The documentary "Aquarela" opens with overhead shots of what appears to be an iced-over lake, accompanied by a score of headbanging power chords by composer Eicca Toppinen of the Finnish "cello-metal" band Apocalyptica. Viewers of this almost wordless, at times quasi-abstract meditation on the power of water may experience initial disorientation — even confusion — about what they're looking at. But a form, and then a narrative of sorts, gradually emerge.
In the first little chunk of the globe-trotting film, which jumps from Siberia to Greenland to Mexico (and other points) without warning, director Viktor Kossakovsky turns his camera on Russian police who are tasked with fishing out cars from under the ice of Lake Baikal in southern Siberia, after drivers have ill-advisedly ventured onto its partly frozen surface.
"Can't you see the ice is melting already?" a cop asks, incredulously, of a couple of numskulls who recently lost their vehicle, having narrowly escaped by swimming out the hatchback. "Usually it melts three weeks later than this," says one of the unfortunate motorists, in a rejoinder that hints at the films' theme: global warming. The shadow of climate change lurks just under the blue watery surface of the beautiful yet unsettling film.
Later, by tragic chance, "Aquarela" happens to catch another car being swallowed up by the lake.
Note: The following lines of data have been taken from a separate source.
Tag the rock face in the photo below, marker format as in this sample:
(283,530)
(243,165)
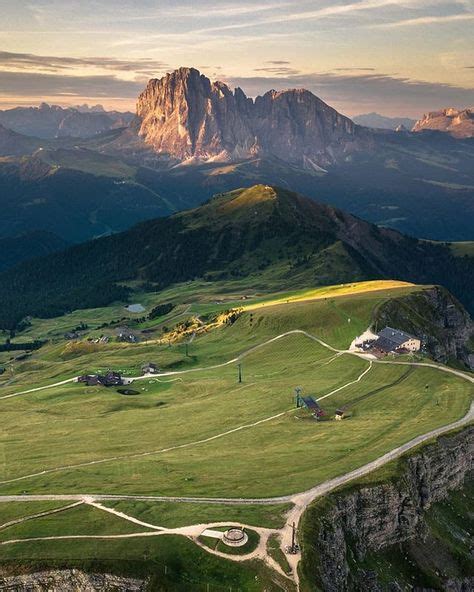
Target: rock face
(436,317)
(371,519)
(459,123)
(70,581)
(187,116)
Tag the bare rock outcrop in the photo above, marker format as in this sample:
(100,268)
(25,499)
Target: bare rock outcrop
(458,122)
(365,520)
(187,116)
(434,316)
(71,580)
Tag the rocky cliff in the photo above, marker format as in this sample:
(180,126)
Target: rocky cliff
(70,581)
(436,317)
(396,535)
(459,123)
(187,116)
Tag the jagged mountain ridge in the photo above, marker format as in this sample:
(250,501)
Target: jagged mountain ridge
(457,122)
(187,116)
(263,232)
(376,120)
(53,121)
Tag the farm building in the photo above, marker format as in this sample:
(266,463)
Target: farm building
(312,405)
(150,368)
(109,379)
(125,335)
(392,340)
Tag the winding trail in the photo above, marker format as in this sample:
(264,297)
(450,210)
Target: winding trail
(300,500)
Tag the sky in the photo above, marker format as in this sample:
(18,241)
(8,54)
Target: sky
(395,57)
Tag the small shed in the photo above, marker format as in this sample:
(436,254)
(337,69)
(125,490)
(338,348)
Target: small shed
(111,379)
(312,405)
(150,368)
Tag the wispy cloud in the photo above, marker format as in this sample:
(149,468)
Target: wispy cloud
(427,20)
(28,61)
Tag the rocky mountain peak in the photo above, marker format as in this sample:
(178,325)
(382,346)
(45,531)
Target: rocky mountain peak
(458,122)
(188,117)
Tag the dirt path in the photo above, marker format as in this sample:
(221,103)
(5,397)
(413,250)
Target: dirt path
(300,501)
(40,515)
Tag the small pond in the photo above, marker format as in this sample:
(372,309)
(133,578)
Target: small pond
(135,308)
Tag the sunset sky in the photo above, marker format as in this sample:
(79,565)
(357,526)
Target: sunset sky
(396,57)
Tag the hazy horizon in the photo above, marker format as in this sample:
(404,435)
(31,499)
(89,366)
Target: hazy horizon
(394,57)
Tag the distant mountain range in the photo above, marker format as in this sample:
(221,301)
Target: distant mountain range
(192,138)
(458,123)
(52,121)
(188,117)
(264,234)
(376,120)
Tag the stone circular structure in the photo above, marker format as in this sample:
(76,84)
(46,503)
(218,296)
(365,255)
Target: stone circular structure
(235,537)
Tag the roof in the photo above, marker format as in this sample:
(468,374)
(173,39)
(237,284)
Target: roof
(390,339)
(310,403)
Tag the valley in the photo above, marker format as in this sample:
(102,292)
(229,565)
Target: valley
(194,448)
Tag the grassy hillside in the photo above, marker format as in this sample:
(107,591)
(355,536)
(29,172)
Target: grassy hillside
(89,424)
(195,430)
(262,233)
(434,550)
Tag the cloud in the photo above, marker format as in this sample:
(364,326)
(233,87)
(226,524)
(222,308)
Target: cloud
(278,70)
(354,69)
(369,91)
(37,85)
(349,90)
(426,20)
(28,61)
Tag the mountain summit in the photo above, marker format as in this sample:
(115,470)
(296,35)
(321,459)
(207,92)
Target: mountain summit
(458,123)
(188,117)
(261,234)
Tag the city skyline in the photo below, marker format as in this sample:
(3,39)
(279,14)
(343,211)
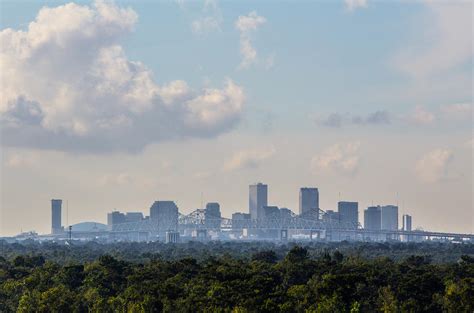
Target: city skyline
(114,105)
(163,212)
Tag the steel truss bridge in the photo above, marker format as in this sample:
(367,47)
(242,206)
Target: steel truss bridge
(312,223)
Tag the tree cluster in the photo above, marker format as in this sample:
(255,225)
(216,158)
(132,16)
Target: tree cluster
(263,282)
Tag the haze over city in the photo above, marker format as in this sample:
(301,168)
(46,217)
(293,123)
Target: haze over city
(114,105)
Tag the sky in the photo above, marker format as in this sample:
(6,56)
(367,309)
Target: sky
(113,105)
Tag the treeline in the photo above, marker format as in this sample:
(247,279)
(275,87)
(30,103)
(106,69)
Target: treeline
(140,252)
(298,282)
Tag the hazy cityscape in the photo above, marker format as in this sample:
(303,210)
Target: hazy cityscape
(232,156)
(262,221)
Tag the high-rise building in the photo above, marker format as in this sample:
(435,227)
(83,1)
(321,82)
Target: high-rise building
(240,220)
(309,200)
(349,213)
(271,212)
(285,213)
(165,215)
(258,199)
(331,216)
(56,207)
(389,218)
(212,215)
(406,222)
(133,217)
(114,218)
(372,218)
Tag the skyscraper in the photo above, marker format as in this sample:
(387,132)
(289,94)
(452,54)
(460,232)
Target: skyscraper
(258,199)
(389,217)
(406,222)
(212,215)
(56,205)
(372,218)
(309,199)
(349,213)
(165,215)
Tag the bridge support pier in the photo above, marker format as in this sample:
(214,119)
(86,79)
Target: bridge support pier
(313,232)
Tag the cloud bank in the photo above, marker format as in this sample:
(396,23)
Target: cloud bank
(68,85)
(337,120)
(249,159)
(433,166)
(339,158)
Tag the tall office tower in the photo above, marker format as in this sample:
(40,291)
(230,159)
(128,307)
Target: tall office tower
(271,212)
(240,220)
(373,218)
(389,217)
(165,215)
(285,213)
(331,216)
(349,213)
(406,222)
(212,215)
(56,226)
(258,198)
(115,218)
(309,199)
(132,217)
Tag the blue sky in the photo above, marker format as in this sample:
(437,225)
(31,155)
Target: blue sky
(331,91)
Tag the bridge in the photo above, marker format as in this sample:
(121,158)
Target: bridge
(311,224)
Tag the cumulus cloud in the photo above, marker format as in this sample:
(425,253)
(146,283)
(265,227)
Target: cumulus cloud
(18,160)
(338,158)
(433,166)
(422,116)
(355,4)
(246,25)
(210,21)
(70,86)
(337,120)
(444,46)
(457,110)
(116,179)
(249,158)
One of its occupants is not as lucky as the men in the first car.
"Through the lens of water you are able to experience all known human emotion," Kossakovsky has said, explaining that "Aquarela" is his attempt to capture this metaphorical rainbow — the film, in fact, ends with the image of a real one — whether the emotion be positive or negative.
Yet the documentary, which also spotlights Hurricane Irma, devastating floods, melting glaciers and giant, storm-tossed ocean waves, mostly focuses on the unsettling side, dedicating precious few minutes to such pretty natural wonders as Venezuela's Angel Falls. In large part, its message seems to be: Water is scary. But what we're doing to the planet is even more disturbing.
Filmed in High Frame Rate, a high-definition format that captures images at 96 frames per second, "Aquarela" is a visual tour de force, even though technology does not exist to project the film at a rate greater than 48 frames per second. (That's still twice the rate of standard digital projection.)
But as startling as the crisp and, yes, dramatic images may be, a sense of slight monotony sometimes creeps in after so many shots of ice, calving glaciers, heaving waves, sea foam, rain, snow, fog, mist, etc.
Despite these occasional moments of tedium, however, the film is at once chilling and likely to make your blood boil.